Toutefois Marchand ne céda pas.

Il se contraignit à sourire et gaiement.

— Ma foi, général, vous avez le don de la plaisanterie. Permettez-moi seulement de faire remarquer que, pour des trépassés, mes soldats et moi-même sommes en assez bonne santé.

Arrogant, le sirdar s’écria :

— Je ne plaisante jamais.

— Pourtant.

— Je vous tiens pour disparus, et je crois que vous ne vous opposerez pas à ce que je conforme ma conduite aux ordres de l’Amirauté.

Et comme Marchand secouait la tête :

— Veuillez réfléchir, commandant, avant de prendre une décision. Comparez les forces dont nous disposons l’un et l’autre.

— J’ai comparé avant de me rendre auprès de vous, répliqua tranquillement Marchand.

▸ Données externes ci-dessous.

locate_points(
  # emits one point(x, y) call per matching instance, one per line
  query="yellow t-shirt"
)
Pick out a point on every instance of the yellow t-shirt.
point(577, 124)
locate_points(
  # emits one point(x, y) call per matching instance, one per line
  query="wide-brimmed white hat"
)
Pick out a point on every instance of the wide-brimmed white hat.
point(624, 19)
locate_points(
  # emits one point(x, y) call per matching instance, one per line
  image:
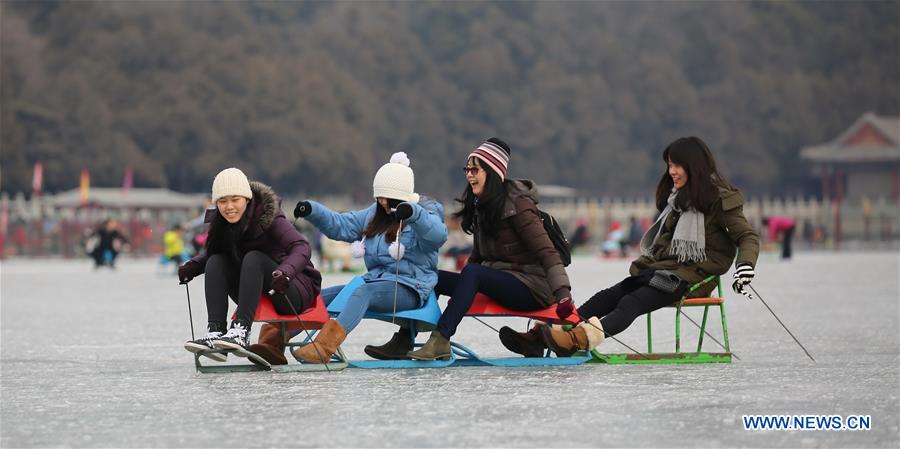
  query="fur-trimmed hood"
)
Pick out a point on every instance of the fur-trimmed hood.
point(264, 206)
point(520, 194)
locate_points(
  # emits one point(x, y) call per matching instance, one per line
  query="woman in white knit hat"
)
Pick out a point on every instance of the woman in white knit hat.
point(401, 271)
point(251, 248)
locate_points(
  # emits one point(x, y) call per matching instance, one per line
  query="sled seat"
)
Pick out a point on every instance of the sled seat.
point(421, 319)
point(483, 305)
point(706, 303)
point(310, 320)
point(424, 318)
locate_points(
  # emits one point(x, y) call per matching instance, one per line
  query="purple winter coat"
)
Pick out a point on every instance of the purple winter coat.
point(266, 230)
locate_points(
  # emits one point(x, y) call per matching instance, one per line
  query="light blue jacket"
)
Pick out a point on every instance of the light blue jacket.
point(423, 234)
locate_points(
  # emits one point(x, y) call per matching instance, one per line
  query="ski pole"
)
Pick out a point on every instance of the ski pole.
point(779, 322)
point(190, 315)
point(397, 273)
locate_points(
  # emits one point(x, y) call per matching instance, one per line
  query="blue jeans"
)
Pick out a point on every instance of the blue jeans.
point(377, 296)
point(462, 287)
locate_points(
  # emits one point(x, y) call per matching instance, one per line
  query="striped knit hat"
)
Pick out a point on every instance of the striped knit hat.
point(494, 152)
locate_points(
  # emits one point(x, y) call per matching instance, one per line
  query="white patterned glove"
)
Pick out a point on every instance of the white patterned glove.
point(742, 277)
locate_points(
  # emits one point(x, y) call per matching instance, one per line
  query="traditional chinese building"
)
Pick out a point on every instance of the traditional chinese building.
point(862, 162)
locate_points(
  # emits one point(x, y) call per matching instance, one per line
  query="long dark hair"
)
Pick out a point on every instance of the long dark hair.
point(489, 205)
point(383, 223)
point(704, 180)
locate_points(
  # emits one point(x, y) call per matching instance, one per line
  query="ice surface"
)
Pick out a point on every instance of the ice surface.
point(95, 359)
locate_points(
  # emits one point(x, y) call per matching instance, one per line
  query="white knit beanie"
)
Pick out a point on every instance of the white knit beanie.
point(395, 180)
point(231, 181)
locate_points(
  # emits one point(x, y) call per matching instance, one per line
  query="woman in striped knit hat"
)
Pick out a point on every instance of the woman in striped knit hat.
point(513, 260)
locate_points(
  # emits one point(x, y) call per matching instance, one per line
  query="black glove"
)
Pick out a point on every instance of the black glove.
point(280, 282)
point(302, 209)
point(742, 277)
point(188, 271)
point(404, 211)
point(564, 304)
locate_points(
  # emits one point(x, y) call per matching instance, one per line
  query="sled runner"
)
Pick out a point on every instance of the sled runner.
point(311, 319)
point(483, 306)
point(678, 356)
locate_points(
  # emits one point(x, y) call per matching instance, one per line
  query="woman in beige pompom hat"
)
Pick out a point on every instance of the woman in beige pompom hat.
point(252, 248)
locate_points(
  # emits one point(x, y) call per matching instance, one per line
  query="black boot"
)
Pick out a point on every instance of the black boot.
point(529, 344)
point(204, 345)
point(395, 349)
point(237, 339)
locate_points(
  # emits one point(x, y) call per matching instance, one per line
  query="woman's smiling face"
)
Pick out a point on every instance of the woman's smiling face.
point(232, 207)
point(475, 175)
point(678, 174)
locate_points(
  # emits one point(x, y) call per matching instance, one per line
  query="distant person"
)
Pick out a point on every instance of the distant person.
point(459, 244)
point(106, 243)
point(779, 225)
point(614, 244)
point(173, 245)
point(581, 235)
point(398, 236)
point(252, 248)
point(700, 229)
point(197, 228)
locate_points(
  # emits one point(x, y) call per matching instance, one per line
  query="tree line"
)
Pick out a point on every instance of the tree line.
point(312, 97)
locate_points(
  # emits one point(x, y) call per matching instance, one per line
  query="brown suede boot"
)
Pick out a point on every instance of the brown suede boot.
point(436, 348)
point(270, 345)
point(324, 346)
point(565, 343)
point(529, 344)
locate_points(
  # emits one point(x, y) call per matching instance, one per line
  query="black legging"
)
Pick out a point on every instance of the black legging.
point(618, 306)
point(246, 282)
point(786, 244)
point(501, 286)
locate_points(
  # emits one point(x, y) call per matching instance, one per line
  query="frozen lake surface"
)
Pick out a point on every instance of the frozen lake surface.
point(95, 359)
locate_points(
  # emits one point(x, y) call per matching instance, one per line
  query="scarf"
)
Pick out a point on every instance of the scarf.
point(689, 239)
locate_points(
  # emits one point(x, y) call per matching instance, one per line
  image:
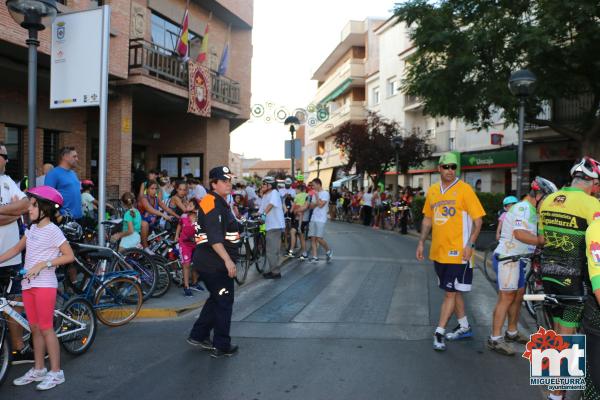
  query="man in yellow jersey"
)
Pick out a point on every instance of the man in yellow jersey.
point(591, 311)
point(454, 214)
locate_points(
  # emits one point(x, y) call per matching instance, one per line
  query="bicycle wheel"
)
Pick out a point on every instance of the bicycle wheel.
point(141, 262)
point(80, 310)
point(243, 263)
point(488, 264)
point(4, 352)
point(163, 283)
point(261, 253)
point(118, 301)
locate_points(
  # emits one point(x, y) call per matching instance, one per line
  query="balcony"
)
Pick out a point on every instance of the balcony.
point(350, 73)
point(146, 58)
point(353, 111)
point(412, 103)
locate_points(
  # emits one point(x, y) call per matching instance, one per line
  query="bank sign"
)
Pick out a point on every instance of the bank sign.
point(493, 159)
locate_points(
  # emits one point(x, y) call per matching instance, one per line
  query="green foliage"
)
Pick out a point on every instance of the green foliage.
point(368, 147)
point(467, 49)
point(491, 203)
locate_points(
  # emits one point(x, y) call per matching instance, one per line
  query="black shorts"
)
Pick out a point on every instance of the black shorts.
point(454, 277)
point(568, 316)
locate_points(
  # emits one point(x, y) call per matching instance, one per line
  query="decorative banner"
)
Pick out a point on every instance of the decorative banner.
point(199, 90)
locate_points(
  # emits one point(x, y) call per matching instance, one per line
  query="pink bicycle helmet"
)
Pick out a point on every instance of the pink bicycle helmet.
point(46, 193)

— Bien. Alors vous vous êtes rendu compte que je dispose de troupes…

— Dix fois supérieures en nombre, oui, général, je m’en suis rendu compte.

— Eu cas de conflit, qu’arrivera-t-il ?

Le visage du sirdar rayonna d’une joie méchante, tandis que ses lèvres formulaient cette dernière question.

Mais plus paisible que jamais, le commandant dit :

— Il est presque certain que nous serons vaincus.

— Vous ne risquerez donc pas une lutte par trop inégale ?

Un éclair passa dans les yeux noirs de Marchand. Son visage énergique s’anima, son front large sembla se nimber d’une auréole.

— Vous vous méprenez, général, fit-il d’une voix vibrante. De ce que la lutte est sans issue, il ne s’en suit pas que l’on doive la fuir.